Ища свое предназначение, я горячо сочувствовал Мартину Лютеру Кингу-младшему и его движению за гражданские права. Я размышлял над словами Малколма Икса и зачитывался книгами о социальных реформах. Вместе со своими лучшими друзьями Бассуном и Гэри, которых знал с десятилетнего возраста, я устроился на автомойку, где в течение учебного года работал после занятий, а во время летних каникул — полный рабочий день. Работа была тяжелой, но мне она нравилась. С нами трудились взрослые негры из гетто на южной окраине Чикаго — люди из совсем другого мира, лежащего за пределами уютного Хайленд-Парка. Работая с ними, мы очутились как бы за кулисами музыки «соул» — в мире, разительно отличающемся от всего, что мы видели в Хайленд- Парке. Нищета, расовая дискриминация и алкоголизм стянули этих людей самое дно жизни, и когда я слушал вместе с ними щемящие рыдания блюзовых и «соул»-певцов, сердце мое разрывалось. Мне, пятнадцатилетнему подростку, не давали покоя вопросы, на которые я нигде не мог найти ответа.
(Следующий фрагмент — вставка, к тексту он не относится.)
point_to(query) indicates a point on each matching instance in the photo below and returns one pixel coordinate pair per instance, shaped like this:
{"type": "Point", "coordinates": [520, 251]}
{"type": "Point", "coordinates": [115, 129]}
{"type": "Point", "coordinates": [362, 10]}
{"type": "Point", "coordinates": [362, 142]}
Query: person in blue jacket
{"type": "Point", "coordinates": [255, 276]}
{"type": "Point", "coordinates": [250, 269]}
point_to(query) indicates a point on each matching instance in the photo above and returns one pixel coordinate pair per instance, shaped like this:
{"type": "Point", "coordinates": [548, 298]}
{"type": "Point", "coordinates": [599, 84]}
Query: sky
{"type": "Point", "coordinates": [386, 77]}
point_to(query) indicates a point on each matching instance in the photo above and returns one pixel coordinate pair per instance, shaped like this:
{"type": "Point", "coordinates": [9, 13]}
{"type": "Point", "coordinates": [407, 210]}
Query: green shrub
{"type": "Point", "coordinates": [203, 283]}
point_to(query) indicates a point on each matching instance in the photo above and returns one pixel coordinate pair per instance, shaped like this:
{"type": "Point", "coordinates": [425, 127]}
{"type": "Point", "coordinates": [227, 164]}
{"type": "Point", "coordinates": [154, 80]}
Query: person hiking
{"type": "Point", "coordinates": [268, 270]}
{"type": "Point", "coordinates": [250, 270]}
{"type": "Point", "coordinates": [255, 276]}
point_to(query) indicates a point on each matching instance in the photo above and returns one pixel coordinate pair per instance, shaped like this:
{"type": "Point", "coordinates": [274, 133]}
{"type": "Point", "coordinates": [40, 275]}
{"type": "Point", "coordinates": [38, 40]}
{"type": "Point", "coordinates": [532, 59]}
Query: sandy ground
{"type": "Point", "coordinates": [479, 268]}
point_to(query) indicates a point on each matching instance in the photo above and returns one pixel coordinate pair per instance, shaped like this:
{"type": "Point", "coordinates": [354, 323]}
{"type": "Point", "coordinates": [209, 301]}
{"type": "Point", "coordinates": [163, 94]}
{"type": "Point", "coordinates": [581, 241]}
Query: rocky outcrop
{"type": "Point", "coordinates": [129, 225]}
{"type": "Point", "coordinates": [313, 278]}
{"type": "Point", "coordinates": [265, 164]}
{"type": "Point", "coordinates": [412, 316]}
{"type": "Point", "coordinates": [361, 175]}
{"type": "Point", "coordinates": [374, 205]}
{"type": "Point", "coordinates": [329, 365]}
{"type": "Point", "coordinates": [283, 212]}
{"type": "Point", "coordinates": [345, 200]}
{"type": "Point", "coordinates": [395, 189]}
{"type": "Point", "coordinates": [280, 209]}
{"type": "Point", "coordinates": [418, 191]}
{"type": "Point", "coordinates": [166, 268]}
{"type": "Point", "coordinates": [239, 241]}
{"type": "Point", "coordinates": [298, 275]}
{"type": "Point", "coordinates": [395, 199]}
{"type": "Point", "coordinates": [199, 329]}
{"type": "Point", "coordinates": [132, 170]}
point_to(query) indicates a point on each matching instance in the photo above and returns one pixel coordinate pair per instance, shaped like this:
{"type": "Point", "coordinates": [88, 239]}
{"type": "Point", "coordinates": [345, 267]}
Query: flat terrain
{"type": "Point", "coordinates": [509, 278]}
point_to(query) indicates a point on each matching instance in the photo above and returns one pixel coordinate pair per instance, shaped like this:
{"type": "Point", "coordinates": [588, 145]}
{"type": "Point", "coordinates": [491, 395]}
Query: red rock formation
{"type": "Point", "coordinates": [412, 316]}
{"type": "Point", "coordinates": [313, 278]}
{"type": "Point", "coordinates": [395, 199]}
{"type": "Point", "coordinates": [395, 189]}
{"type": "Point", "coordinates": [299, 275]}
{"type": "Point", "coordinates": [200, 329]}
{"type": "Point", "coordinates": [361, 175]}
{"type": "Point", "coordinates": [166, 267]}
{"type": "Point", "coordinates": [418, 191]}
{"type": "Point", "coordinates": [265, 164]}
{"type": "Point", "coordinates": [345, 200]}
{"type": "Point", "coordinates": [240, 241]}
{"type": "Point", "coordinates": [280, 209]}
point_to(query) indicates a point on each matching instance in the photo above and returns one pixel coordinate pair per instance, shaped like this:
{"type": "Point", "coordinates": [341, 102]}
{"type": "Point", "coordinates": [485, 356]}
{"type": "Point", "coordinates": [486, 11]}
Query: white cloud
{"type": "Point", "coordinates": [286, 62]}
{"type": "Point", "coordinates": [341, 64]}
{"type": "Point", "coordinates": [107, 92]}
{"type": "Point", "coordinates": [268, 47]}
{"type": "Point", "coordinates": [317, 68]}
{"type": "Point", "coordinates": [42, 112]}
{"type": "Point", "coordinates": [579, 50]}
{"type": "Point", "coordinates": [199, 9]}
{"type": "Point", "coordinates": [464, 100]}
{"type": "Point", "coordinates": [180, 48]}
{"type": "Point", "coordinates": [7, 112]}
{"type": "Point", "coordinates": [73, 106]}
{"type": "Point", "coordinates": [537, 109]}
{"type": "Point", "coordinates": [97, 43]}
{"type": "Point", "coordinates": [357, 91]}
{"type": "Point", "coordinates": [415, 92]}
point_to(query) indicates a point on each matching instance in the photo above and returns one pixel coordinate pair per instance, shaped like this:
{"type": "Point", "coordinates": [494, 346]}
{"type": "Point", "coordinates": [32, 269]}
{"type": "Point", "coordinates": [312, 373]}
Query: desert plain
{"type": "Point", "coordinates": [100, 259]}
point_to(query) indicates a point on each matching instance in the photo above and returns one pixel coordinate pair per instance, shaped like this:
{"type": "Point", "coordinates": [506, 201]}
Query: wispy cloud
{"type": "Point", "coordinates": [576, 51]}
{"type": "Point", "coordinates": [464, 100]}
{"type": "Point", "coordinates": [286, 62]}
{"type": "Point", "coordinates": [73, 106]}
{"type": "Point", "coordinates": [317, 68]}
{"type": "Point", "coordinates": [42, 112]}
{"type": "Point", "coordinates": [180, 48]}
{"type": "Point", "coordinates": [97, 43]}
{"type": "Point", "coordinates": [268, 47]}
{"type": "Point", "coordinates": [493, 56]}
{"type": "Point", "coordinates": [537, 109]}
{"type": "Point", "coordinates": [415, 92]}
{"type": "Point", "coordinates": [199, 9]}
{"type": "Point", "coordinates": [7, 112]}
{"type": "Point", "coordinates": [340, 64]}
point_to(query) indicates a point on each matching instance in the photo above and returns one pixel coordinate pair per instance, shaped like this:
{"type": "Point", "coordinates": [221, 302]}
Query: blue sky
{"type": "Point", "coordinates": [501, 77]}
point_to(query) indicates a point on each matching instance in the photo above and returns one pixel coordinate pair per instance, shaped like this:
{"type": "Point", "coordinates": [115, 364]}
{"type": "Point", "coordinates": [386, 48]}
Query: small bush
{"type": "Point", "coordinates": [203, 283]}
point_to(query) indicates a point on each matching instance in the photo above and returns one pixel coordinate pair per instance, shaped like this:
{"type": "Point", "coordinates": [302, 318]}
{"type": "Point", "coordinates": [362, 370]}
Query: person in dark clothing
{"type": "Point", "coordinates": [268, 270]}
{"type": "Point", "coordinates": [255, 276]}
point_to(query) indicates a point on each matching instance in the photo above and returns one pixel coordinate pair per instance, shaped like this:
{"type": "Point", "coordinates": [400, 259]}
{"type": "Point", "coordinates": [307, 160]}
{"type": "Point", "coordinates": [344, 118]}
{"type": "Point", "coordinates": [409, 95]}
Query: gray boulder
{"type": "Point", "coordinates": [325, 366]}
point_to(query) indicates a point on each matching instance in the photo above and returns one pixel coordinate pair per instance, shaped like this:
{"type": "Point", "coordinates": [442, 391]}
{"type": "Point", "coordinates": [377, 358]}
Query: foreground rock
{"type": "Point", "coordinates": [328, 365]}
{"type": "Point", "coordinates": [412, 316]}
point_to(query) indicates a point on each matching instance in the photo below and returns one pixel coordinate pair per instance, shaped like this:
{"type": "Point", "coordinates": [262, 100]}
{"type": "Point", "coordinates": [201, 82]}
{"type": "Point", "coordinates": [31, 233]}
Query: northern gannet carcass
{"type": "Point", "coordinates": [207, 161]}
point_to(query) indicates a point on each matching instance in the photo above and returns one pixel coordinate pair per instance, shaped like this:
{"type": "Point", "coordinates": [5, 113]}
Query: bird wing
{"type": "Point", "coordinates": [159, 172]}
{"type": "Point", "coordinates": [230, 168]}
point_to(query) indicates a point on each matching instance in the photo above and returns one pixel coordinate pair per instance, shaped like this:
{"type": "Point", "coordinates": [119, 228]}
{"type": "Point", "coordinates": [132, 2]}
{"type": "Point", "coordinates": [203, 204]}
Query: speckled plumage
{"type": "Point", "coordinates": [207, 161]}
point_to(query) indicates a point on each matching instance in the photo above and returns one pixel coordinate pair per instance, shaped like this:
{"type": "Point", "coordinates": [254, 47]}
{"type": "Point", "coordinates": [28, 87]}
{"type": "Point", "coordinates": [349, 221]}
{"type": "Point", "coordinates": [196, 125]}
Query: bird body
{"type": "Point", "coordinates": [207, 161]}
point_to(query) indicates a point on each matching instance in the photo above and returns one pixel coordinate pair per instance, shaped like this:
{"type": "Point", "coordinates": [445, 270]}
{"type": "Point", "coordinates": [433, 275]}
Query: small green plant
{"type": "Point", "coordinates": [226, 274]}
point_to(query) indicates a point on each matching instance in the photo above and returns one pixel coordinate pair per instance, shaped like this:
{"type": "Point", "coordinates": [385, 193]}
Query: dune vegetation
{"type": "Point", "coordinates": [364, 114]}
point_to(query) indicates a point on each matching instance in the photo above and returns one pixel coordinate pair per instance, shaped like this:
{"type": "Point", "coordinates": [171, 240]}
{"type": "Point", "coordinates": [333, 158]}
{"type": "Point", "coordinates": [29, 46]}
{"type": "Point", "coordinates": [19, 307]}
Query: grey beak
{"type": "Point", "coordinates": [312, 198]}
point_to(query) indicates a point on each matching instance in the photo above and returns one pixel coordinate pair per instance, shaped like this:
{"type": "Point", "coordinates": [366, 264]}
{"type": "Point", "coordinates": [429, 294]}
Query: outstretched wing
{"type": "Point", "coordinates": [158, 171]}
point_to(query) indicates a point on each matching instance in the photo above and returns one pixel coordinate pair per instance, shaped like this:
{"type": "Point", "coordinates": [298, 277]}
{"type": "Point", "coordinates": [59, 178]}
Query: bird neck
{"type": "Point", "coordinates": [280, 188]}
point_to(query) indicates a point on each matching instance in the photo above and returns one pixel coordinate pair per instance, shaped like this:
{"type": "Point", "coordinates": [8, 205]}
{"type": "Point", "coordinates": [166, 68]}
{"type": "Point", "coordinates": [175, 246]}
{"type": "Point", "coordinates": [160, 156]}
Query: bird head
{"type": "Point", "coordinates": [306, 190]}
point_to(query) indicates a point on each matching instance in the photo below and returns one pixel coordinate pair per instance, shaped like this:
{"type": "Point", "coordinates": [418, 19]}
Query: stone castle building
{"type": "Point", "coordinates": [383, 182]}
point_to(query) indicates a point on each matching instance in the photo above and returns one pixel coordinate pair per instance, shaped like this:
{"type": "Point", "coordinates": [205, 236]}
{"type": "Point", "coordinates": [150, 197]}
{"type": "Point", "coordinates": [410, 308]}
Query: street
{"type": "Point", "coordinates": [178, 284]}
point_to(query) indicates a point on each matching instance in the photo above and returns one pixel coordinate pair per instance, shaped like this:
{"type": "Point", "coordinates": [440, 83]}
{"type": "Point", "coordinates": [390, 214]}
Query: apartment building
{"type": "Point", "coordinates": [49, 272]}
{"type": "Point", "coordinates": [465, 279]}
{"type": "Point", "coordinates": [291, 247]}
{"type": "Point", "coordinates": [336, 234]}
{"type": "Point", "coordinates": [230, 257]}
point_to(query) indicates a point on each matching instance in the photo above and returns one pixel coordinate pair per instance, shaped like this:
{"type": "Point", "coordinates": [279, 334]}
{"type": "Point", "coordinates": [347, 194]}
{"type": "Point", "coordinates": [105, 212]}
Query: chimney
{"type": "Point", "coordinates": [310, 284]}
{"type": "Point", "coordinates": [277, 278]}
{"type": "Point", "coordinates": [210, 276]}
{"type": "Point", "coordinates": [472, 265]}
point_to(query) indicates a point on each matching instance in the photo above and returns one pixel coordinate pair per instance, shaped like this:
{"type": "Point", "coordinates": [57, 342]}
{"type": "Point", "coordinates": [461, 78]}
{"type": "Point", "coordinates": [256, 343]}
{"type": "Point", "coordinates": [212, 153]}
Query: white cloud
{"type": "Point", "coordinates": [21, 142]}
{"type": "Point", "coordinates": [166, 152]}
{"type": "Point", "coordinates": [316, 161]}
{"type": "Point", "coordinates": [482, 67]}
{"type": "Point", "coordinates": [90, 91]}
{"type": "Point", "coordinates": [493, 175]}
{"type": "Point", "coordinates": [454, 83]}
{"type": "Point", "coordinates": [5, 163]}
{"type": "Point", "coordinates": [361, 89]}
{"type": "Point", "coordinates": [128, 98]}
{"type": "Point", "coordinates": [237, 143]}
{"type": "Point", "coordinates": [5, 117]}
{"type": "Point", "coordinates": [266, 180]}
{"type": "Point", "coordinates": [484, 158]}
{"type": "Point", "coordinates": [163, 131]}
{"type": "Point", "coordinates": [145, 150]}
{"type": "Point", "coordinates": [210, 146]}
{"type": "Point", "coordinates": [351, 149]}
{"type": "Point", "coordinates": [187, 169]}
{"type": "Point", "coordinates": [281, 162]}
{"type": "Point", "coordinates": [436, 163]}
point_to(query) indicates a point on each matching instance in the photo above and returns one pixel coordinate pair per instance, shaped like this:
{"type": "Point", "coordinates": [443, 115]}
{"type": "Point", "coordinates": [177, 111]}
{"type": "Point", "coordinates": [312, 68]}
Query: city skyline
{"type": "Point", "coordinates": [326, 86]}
А потом погиб мой близкий друг. Он был старше меня всего на год. Его автомобиль, слетев с обледеневшей дороги, утонул в холодных водах озера Мичиган. Тогда я всерьез задумался о том, кто я и для чего живу. Мне казалось, будто весь мир катится в пропасть по льду неопределенности.

В поисках уединенного места я перебрался в подвал дома, где оклеил стены светящимися в темноте психоделическими плакатами. Убранство подвала довершали свисавшие с потолка рыболовные сети. В помещении клубился густой дым жасминовых благовоний, и, когда я включал стробоскоп, реальность отступала и я переносился в мир сновидений.

Уединяясь от всех в подвале, я заслушивался революционной музыкой шестидесятых. Песня «Битлз» «А Day in the Life» только усилила во мне желание обрести истинный смысл жизни, отринув все внешнее и наносное. Лежа с закрытыми глазами и слушая, как Джордж Харрисон поет «Within You, Without You», я рыдал вместе со струнами его ситара и жаждал внутреннего покоя. Снова и снова включал я «Old Man River» Рэя Чарльза и, затаив дыхание, слушал эту скорбную песнь об участи угнетенных. Когда я слушал Би Би Кинга, надрывные звуки его гитары пронзали мое сердце, и я поражался, почему от печальных песен мне становится так хорошо. Однажды поздно вечером, когда я в который раз пытался разобраться в жизни, в наушниках зазвучала песня Джонни Риверза «Look to Your Soul for the Answer» («Загляни за ответом в свою душу»),

Я глубоко вдохнул, открыл глаза и воскликнул: «Да! Это то, что нужно!»

Подстегиваемые новыми веяниями, мы с друзьями окунулись в контркультуру 1960-х. В школе, где учились в основном дети из консервативно настроенных семей, спортсмены и активисты, мы оказались в меньшинстве. Мы отпустили длинные волосы и стали экспериментировать с марихуаной и ЛСД, отвергая ценности наших родителей и их поколения.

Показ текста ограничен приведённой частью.